Four decades of hockey history have bookended unexpectedly this week for Seattle Monorail maintenance director Jay Wescott.
On Tuesday, Wescott, 62, and his colleagues stood on a monorail platform watching NHL Seattle and city officials extol a transportation mode they describe as vital in getting hockey fans to and from a rebuilt KeyArena come October 2021.
Seeing the NHL come here has Wescott reflecting on his previous lifetime as a Clarkson University defenseman — one whom coach Herb Brooks invited to try out for the fabled “Miracle on Ice” 1980 U.S. Olympic team.
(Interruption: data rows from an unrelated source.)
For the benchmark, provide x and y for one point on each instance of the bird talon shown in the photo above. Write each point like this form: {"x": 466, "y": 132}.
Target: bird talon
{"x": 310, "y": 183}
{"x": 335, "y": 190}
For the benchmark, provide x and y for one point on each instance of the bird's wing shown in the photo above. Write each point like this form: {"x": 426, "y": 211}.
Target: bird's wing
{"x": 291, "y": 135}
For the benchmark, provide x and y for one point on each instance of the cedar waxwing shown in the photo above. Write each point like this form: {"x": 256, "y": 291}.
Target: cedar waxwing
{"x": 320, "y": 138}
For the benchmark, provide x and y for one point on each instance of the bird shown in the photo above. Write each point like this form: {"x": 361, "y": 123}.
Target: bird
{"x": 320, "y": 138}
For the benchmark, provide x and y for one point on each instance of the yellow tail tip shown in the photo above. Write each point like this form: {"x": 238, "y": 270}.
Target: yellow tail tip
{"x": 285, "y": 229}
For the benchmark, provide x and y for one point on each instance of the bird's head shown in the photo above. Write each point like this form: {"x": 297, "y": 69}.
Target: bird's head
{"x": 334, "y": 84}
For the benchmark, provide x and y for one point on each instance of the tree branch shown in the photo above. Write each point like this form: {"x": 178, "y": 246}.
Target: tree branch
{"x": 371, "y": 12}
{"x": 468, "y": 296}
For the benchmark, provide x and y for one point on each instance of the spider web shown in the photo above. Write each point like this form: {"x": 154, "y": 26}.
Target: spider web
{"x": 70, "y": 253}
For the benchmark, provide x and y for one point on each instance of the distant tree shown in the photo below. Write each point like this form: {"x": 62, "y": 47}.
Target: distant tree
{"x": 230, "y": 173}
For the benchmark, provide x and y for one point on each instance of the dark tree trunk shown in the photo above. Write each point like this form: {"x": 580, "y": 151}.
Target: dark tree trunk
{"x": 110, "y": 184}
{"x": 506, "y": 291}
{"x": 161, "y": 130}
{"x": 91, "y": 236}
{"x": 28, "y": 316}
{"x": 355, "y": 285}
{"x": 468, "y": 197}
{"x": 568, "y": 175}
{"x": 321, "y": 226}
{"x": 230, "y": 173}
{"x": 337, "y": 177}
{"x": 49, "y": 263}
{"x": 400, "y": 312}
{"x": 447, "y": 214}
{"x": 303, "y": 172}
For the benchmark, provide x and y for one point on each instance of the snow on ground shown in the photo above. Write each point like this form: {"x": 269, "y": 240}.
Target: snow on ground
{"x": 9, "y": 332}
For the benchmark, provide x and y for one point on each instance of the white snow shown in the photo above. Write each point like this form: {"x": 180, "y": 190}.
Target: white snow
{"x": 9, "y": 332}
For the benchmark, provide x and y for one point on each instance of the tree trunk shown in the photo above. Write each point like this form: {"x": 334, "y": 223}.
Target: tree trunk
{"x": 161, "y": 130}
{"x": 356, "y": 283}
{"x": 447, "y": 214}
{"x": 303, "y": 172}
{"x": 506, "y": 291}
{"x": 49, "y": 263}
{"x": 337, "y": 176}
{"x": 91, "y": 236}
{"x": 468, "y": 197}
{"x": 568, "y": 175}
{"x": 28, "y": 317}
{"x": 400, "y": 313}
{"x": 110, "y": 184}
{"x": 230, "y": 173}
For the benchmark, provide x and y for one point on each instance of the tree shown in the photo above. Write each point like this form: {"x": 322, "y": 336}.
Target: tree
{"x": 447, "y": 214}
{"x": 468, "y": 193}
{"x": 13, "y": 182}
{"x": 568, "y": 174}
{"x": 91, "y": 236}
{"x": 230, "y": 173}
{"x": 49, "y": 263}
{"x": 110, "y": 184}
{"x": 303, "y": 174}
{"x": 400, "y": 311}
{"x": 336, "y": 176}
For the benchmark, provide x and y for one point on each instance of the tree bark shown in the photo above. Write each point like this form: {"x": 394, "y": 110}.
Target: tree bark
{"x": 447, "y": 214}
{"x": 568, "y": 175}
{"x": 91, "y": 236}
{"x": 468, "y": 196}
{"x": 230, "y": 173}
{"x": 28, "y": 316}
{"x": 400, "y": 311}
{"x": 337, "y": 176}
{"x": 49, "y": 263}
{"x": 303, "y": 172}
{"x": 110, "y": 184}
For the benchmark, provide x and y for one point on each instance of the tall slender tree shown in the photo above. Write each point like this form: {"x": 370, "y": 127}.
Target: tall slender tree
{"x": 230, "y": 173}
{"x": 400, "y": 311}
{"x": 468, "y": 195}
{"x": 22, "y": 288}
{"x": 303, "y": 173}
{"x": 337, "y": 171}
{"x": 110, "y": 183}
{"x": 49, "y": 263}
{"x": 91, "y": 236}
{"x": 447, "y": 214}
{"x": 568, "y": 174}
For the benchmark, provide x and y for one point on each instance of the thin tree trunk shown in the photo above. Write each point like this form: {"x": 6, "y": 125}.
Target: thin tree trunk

Wescott was in a tough East Coast regional tryout camp with guys like Jack O’Callahan and Dave Silk, who later became household names 40 years ago this week when the U.S. defeated Finland — having previously stunned the Soviet Union — in Lake Placid to claim the most improbable Winter Olympics gold medal ever. Lake Placid native Wescott, whose father was director of off-ice officials at the rink where the games took place, settled for watching from the stands after being cut late from the regional tryout.
“I wish I could say that Herb made a mistake,” Wescott said with a chuckle about Brooks, the legendary coach played by Kurt Russell in the movie “Miracle’’ about the 1980 triumph. “I tried out in Boston and I made it through two rounds (of cuts) but I did not make it to Colorado, which is where the final round took place.”
Wescott already knew Silk and O’Callahan, as well as well as the team’s two most-famed members, scoring hero Mike Eruzione and goaltender Jim Craig.
“I played against those guys every year I was at Clarkson,” he said.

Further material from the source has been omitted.